由是面上一喜,对着聂飞娘道:“飞娘, 有截江剑派的仙师出手, 寒月庵实不必去了,那都峤山的修士,纵然再有势力,也断不敢在截江剑派仙师面前动手。”
聂飞娘见识没有公孙云龙来的多,一时有些反应不及。
但也清楚自家老师冒着性命危险送她们母子去寒月庵躲避, 眼下自然也不会诓骗她们。
于是也顾不得琢磨截江剑派到底是什么来历,忙点头道:“仙师既有所需,飞娘自替仙师寻来那宝符,也不敢再要什么剑诀。只盼仙师看在宝符份上,能保我三人性命安全。”
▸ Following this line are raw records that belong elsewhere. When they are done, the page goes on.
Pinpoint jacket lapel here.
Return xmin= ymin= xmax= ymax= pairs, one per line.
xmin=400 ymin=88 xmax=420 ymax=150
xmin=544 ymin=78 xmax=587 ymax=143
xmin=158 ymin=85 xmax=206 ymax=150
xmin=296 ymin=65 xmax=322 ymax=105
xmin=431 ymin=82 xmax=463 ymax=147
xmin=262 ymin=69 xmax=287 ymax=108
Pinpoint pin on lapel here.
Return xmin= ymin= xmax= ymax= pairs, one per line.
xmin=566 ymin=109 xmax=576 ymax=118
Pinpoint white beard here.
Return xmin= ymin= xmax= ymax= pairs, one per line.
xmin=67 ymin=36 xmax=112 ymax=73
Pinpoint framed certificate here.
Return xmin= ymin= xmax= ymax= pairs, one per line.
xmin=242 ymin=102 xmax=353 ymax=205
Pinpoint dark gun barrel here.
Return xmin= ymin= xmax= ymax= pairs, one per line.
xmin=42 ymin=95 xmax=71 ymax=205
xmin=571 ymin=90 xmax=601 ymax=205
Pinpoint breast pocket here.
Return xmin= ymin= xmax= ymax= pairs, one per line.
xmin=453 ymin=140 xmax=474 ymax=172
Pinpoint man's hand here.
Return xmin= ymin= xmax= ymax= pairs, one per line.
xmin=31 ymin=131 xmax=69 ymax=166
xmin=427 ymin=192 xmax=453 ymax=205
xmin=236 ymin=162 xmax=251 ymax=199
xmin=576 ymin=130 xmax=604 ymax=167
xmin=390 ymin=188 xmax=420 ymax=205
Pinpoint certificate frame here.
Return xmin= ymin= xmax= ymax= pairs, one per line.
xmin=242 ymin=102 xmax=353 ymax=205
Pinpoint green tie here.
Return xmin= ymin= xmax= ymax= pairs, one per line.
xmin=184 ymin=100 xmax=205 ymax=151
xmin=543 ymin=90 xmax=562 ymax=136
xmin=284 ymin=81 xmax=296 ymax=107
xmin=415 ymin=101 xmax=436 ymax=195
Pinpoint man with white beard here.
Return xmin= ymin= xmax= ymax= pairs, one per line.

王则颔首,道:“那都峤山创派祖师,我却知几分信息。其人虽炼得几分本领,境界倒也未必如何高。寻得那仙符之前,我自会护你一家人安全。等到符箓入得我手,诸事自归我身,你等也不必再怕都峤山之人再来找麻烦了。”
聂飞娘得了这话,忙就要把仙符具体所在说出。
只是被王则拦下,“这事儿不必着急,此间不是说话之地,这灵鹫上人既能寻上门来,想必知晓你等在此的人物也是不少。未免麻烦,且出了城去再说其他。”
说着,王则却散去了公孙云龙、聂飞娘母子身上的雾索手段。
三人得了自由,面面相觑,一时也不知说些什么。
一旁灵鹫上人本来还惊异于王则截江剑派弟子身份,一时有些不好接受,骤见王则给聂飞三人解了雾索,却独独没有帮他解开,这才反应过来。
当即就急了,身子扭动,忙道:“不知前辈居然是截江剑派上师,若是早知此事,小人断不敢惊扰。”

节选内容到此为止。